Coldfield approved. “You're just playing with him?”

“Not for long. I'm hoping he and his boy go back to New York tomorrow. Soon as I get them clear I've got other things to work on.”

“Like that singer who got the noose?”

“Yeah.”

“I'm sorry about that. I saw Caine perform once. Hell of a talent.”

“It's less for him than for his ex-wife, Jewel. She's got the blame for his death, and she didn't do it. That's not right.”

“Yeah, Charles filled me in today about all the trouble. Said you were looking dangerous.”

“Only to the killer.”

“That's what's bothering our mutual friend. You're planning to kill the killer.”

“I haven't decided yet.”

“Charles thinks you have. He's on your side for it.”

“I thought he might be.”

“Well, the fewer criminals walking around, the better is how he likes it. Of course, I'm the exception to the rule.”

“I've wondered about that.”

“So have I,” he admitted.

“If Charles likes the idea, why's he bothered?”

“It's not over the killing, it's you. He's not been too happy about your state of mind. He's worried what it'll do to you. He doesn't say it like that. He dresses it up in a hell of a lot more words, but that's what it is boiled down.”

Escott had a valid point. “I've been shoved against the wall on this kind of business before, and I've learned I can live with it.”

“Uh-huh. But not too happily.”

“Shoe, I know you want to help, but what's going to work best is for me to find the bastard who killed Jewel and make him pay for it. No, I won't be happy afterward, but it'll be better for me than if I did nothing at all.”

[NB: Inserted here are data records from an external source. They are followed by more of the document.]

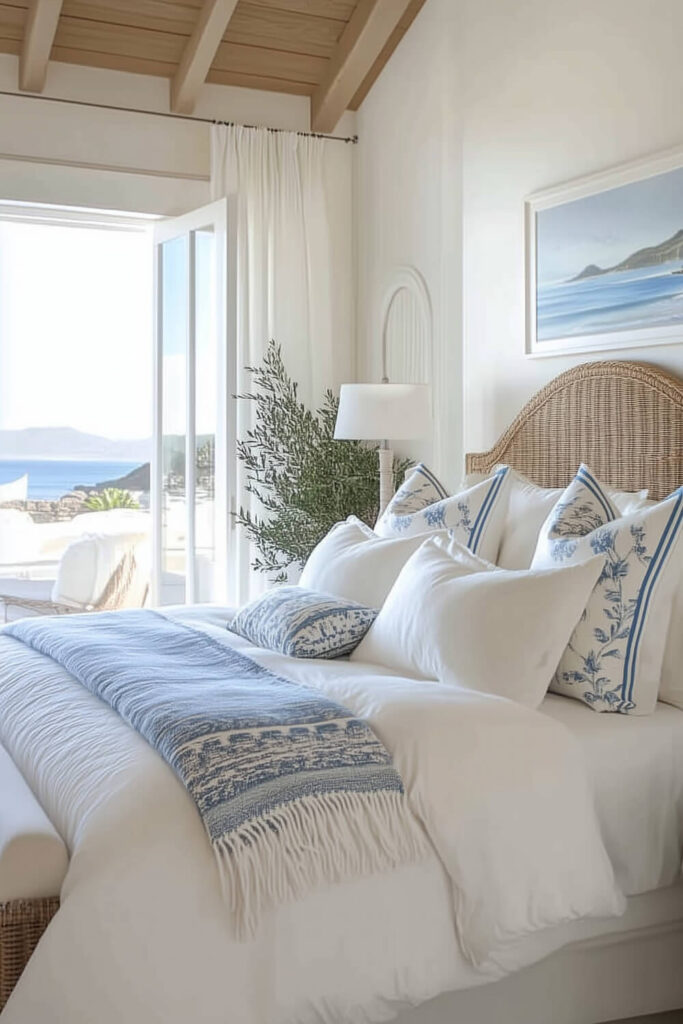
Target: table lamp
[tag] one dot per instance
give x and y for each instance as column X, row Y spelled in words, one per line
column 383, row 413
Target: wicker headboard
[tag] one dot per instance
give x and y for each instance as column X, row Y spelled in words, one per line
column 625, row 420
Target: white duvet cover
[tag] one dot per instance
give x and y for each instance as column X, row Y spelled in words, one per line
column 143, row 935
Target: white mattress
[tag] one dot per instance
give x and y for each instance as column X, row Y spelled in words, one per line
column 636, row 767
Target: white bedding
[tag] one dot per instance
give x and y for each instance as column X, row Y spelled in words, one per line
column 636, row 770
column 143, row 936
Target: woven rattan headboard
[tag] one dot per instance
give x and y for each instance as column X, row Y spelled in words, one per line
column 625, row 420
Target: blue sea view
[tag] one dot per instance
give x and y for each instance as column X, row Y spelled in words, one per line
column 51, row 478
column 625, row 300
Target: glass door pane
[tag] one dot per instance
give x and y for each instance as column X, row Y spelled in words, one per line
column 174, row 267
column 206, row 384
column 190, row 473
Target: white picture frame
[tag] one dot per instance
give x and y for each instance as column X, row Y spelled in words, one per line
column 582, row 188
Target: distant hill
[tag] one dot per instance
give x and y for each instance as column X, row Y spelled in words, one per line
column 650, row 256
column 65, row 442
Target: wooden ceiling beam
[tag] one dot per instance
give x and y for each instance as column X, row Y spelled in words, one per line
column 40, row 31
column 361, row 43
column 199, row 53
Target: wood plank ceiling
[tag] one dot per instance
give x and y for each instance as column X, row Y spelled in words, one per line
column 331, row 50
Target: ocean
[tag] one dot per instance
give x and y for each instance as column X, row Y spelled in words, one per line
column 623, row 300
column 50, row 478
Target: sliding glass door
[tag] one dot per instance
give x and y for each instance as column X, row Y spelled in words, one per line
column 194, row 383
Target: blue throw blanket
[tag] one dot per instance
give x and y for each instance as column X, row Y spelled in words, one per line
column 293, row 791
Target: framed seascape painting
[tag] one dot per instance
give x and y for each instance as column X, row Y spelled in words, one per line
column 604, row 260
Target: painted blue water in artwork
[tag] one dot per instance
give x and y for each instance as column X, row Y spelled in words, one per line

“I know what that's like. On the other hand . . .”

“What?”

“Have I told you lately how I really
hate
scraping you off sidewalks?”

“I'm on the lookout. I know who I'm after, and so far they don't know I'm after them.”

“Who would that be?”

“A troublemaker named Hoyle is the odds-on favorite, two idiots named Ruzzo—”

“Oh, God,
them?

“You've met 'em?”

“Yeah. Two brains and not a mind between them. They're stupid, but cunning and faster than rats when they need to be.”

“I won't turn my back on any of them. Hoyle's the favorite for this job. I gotta find him, ask a few questions, then make a decision.”

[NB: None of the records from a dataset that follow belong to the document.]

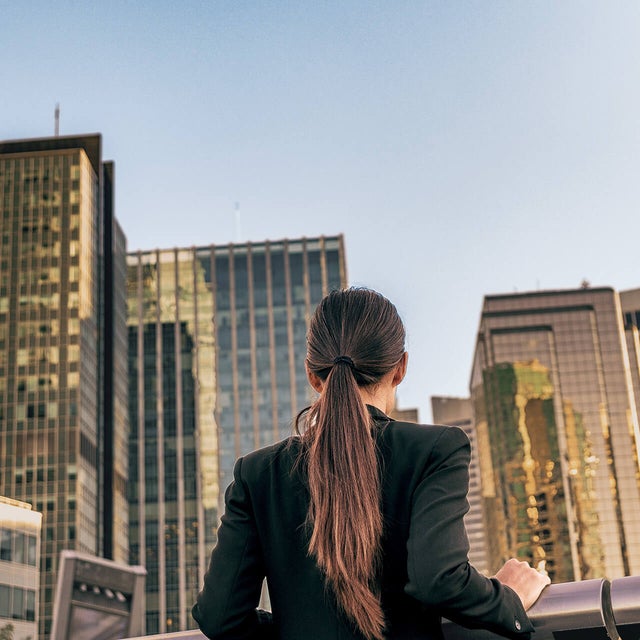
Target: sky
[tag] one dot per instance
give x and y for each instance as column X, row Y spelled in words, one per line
column 462, row 148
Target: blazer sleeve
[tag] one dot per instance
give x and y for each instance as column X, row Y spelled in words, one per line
column 226, row 606
column 440, row 575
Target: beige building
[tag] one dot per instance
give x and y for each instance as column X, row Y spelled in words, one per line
column 20, row 531
column 63, row 367
column 555, row 400
column 217, row 342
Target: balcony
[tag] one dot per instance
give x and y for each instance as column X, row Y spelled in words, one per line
column 587, row 610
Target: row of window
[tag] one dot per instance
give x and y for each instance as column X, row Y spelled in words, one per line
column 17, row 546
column 17, row 603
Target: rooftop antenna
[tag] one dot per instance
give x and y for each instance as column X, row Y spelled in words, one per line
column 237, row 222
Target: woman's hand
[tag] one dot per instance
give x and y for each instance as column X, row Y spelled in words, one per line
column 524, row 580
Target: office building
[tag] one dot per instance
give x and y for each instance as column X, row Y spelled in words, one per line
column 217, row 342
column 63, row 417
column 404, row 415
column 555, row 397
column 458, row 412
column 20, row 531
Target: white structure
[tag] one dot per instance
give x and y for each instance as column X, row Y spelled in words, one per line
column 20, row 529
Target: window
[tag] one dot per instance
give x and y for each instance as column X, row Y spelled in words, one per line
column 5, row 545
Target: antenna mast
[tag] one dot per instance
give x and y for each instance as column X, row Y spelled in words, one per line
column 237, row 222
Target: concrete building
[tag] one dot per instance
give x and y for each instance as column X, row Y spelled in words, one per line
column 217, row 342
column 555, row 398
column 458, row 412
column 20, row 532
column 63, row 417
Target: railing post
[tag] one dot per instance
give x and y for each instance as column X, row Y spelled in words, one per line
column 625, row 604
column 571, row 610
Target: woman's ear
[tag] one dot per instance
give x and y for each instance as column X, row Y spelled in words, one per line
column 401, row 370
column 314, row 380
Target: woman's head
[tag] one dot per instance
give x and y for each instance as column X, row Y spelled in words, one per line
column 356, row 324
column 355, row 343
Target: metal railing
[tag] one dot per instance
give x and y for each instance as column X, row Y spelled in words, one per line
column 587, row 610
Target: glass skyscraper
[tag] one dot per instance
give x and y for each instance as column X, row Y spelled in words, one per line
column 458, row 412
column 555, row 397
column 63, row 417
column 217, row 342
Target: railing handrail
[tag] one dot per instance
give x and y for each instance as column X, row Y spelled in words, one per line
column 591, row 605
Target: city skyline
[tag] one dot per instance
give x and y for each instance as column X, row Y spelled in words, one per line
column 63, row 395
column 461, row 149
column 217, row 342
column 555, row 395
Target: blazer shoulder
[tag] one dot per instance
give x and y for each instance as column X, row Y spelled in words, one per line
column 266, row 459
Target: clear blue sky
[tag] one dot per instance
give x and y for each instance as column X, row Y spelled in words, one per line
column 463, row 148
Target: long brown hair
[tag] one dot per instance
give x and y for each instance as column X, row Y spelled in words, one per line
column 355, row 338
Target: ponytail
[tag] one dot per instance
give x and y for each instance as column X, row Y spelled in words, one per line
column 350, row 345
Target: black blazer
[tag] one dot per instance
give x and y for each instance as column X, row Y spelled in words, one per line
column 425, row 572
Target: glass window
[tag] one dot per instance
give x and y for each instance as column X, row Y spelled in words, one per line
column 17, row 610
column 18, row 547
column 30, row 610
column 5, row 545
column 5, row 601
column 31, row 550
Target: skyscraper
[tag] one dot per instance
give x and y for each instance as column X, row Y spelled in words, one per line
column 556, row 418
column 458, row 412
column 63, row 418
column 217, row 342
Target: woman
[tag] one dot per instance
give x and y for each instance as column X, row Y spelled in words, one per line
column 356, row 521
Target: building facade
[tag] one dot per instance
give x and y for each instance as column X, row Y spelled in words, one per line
column 458, row 412
column 217, row 342
column 555, row 396
column 63, row 417
column 20, row 533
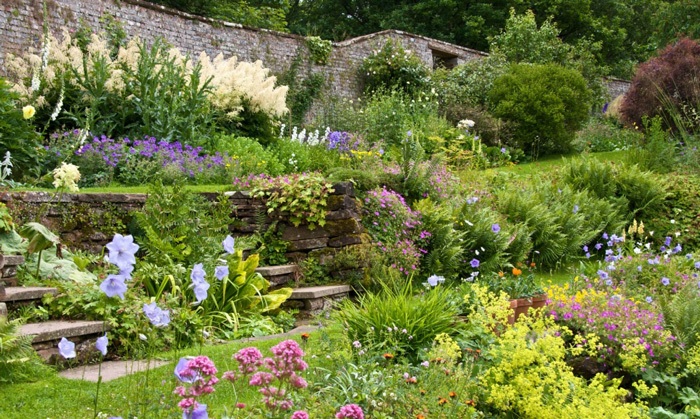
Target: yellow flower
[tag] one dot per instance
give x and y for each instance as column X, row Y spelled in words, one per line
column 28, row 111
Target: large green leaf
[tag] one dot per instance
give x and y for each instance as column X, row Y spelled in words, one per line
column 40, row 238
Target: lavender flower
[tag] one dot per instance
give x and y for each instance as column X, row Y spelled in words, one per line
column 113, row 286
column 66, row 348
column 221, row 272
column 157, row 316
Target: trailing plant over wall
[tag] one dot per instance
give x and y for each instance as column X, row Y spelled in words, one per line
column 303, row 196
column 319, row 49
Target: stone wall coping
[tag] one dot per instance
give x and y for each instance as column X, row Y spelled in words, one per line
column 308, row 293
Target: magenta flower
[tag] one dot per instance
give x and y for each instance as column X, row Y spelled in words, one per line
column 350, row 411
column 229, row 243
column 114, row 285
column 101, row 344
column 221, row 272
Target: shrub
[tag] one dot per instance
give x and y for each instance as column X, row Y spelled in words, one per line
column 393, row 67
column 396, row 321
column 548, row 104
column 665, row 85
column 17, row 135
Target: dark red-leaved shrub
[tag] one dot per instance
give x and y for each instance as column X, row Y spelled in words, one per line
column 666, row 84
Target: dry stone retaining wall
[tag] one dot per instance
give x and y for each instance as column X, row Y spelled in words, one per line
column 88, row 221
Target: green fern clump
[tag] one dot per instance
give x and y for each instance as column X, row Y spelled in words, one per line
column 632, row 190
column 180, row 226
column 18, row 360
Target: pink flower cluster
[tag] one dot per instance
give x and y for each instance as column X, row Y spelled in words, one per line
column 199, row 377
column 281, row 377
column 350, row 411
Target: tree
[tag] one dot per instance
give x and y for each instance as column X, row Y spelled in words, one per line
column 546, row 103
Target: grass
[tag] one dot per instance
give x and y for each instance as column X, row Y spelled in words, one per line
column 551, row 163
column 148, row 394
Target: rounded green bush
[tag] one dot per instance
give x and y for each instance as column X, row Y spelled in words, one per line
column 546, row 103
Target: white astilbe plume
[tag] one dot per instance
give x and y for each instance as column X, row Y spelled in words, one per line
column 234, row 82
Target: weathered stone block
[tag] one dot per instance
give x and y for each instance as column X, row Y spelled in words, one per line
column 344, row 227
column 303, row 233
column 343, row 241
column 308, row 244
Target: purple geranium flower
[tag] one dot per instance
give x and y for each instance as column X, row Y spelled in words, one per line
column 200, row 290
column 198, row 273
column 114, row 285
column 122, row 250
column 221, row 272
column 66, row 348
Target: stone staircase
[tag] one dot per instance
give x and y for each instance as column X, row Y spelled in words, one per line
column 47, row 334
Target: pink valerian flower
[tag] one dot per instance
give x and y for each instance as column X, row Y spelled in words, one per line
column 281, row 377
column 249, row 359
column 199, row 377
column 350, row 411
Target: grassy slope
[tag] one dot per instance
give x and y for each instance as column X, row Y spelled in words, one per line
column 143, row 395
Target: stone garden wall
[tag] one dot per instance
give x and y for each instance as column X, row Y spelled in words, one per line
column 21, row 27
column 88, row 221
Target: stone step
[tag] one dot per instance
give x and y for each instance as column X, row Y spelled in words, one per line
column 16, row 294
column 310, row 293
column 279, row 274
column 311, row 301
column 54, row 330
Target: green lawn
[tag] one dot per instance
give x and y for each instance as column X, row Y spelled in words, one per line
column 149, row 394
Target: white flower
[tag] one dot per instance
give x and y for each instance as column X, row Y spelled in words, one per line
column 66, row 176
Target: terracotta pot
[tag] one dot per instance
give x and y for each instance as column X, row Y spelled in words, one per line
column 539, row 301
column 524, row 305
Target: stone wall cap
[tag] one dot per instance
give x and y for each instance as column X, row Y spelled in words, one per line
column 308, row 293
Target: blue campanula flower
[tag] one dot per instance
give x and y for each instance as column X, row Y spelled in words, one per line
column 157, row 316
column 66, row 348
column 114, row 285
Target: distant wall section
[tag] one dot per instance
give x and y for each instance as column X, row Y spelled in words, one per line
column 21, row 23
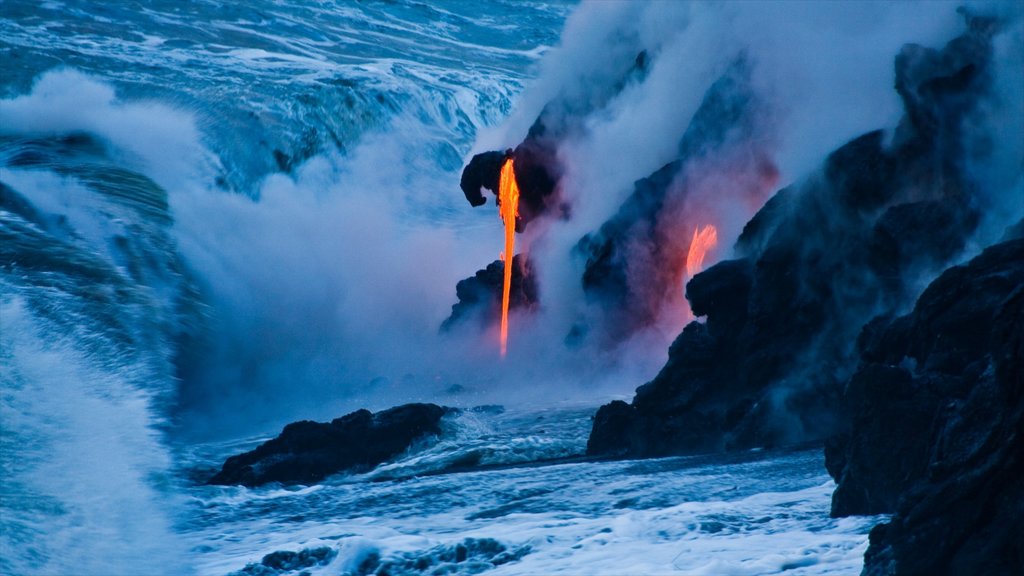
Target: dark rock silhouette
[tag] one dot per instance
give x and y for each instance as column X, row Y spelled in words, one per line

“As in just how to bump him?”

“You reading minds?”

He shrugged. “I've been doing this a while.”

“With any luck I'll settle it tonight, then we can try
and”—I almost said “forget it” but that wasn't going to happen—“get back to what passes for normal around here.”

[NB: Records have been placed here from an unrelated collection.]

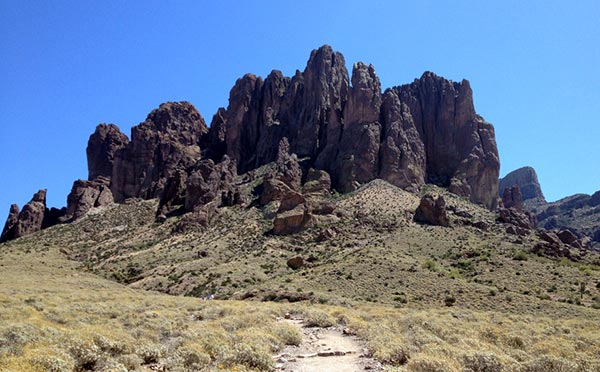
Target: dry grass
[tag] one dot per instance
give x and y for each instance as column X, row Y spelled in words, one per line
column 511, row 310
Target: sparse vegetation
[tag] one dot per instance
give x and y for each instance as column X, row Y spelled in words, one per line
column 422, row 298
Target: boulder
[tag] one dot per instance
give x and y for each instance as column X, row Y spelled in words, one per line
column 527, row 181
column 514, row 217
column 167, row 141
column 9, row 231
column 567, row 237
column 291, row 221
column 102, row 146
column 550, row 237
column 173, row 195
column 210, row 182
column 295, row 263
column 86, row 195
column 318, row 183
column 512, row 198
column 426, row 131
column 27, row 221
column 432, row 210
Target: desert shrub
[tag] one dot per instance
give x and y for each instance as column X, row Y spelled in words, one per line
column 429, row 364
column 53, row 361
column 288, row 334
column 449, row 301
column 393, row 354
column 250, row 355
column 430, row 265
column 187, row 358
column 131, row 361
column 515, row 342
column 548, row 363
column 151, row 353
column 110, row 365
column 520, row 256
column 113, row 347
column 318, row 318
column 84, row 352
column 14, row 337
column 482, row 363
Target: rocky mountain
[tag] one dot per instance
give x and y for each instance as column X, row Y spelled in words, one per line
column 527, row 180
column 578, row 214
column 339, row 124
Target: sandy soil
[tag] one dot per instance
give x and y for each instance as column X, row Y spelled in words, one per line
column 325, row 350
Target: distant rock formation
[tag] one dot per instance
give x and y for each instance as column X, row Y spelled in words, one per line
column 426, row 131
column 432, row 210
column 168, row 140
column 102, row 146
column 30, row 219
column 526, row 179
column 86, row 195
column 341, row 127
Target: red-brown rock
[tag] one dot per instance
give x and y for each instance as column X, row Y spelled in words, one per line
column 512, row 198
column 167, row 141
column 9, row 231
column 102, row 146
column 432, row 210
column 426, row 131
column 86, row 195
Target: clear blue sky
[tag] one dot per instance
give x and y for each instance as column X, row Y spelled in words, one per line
column 66, row 66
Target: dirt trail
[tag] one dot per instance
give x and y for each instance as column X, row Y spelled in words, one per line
column 325, row 350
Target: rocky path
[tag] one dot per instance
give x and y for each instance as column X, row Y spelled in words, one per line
column 325, row 350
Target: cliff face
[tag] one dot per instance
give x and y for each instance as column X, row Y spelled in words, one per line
column 426, row 131
column 423, row 132
column 526, row 179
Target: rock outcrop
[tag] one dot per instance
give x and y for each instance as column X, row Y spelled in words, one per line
column 512, row 198
column 526, row 179
column 579, row 214
column 426, row 131
column 9, row 231
column 29, row 220
column 102, row 146
column 342, row 127
column 432, row 210
column 86, row 195
column 169, row 140
column 210, row 182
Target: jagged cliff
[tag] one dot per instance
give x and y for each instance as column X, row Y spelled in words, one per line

“Yeah, my guys are getting their noses out of joint for all the extra marching around in the weather.”

“Listen, I don't want you putting yourself out—”

“Forget it, it's good for them. Walk some of the fat off their shanks. They're keeping a sharp watch on Gordy. There's no white people come within a hundred yards of this neighborhood we don't know about. He'll stay safe.”

“I appreciate it, Shoe.”

“It's good for business to look out for him,” he said.

I didn't gainsay. If that's what Coldfield had to put about to seem to have a tough, practical front for his troops, then I was all for it.

“That movie star mutt of yours looks like he's tugging at the leash.”

Kroun had begun to pace up and down a few times, looking my way impatiently.

“If he's cold, why doesn't he get in the damn car?” Coldfield asked.

“Probably thinks I'll forget him if he's out of sight. I better go.”

“All right, but watch yourself. I'm fresh out of brooms and scrapers.”

I walked toward the car, the wind picking up and pushing at my back. Kroun saw my approach, putting on an “it's about damn time” face. He dropped into the front seat and hauled the passenger door smartly shut.

It made a hell of a lot louder noise than it should have. Rather than a metallic bang, there was a deafening
krump
, then it was like the sound itself slammed me in the chest. I was hurled backward, right off my feet, not understanding why. I glimpsed smoke suddenly blacking the windows of
the Caddy on the
inside
before I hit the pavement. Some instinct told me to keep rolling. Each time I saw the car a different view presented itself.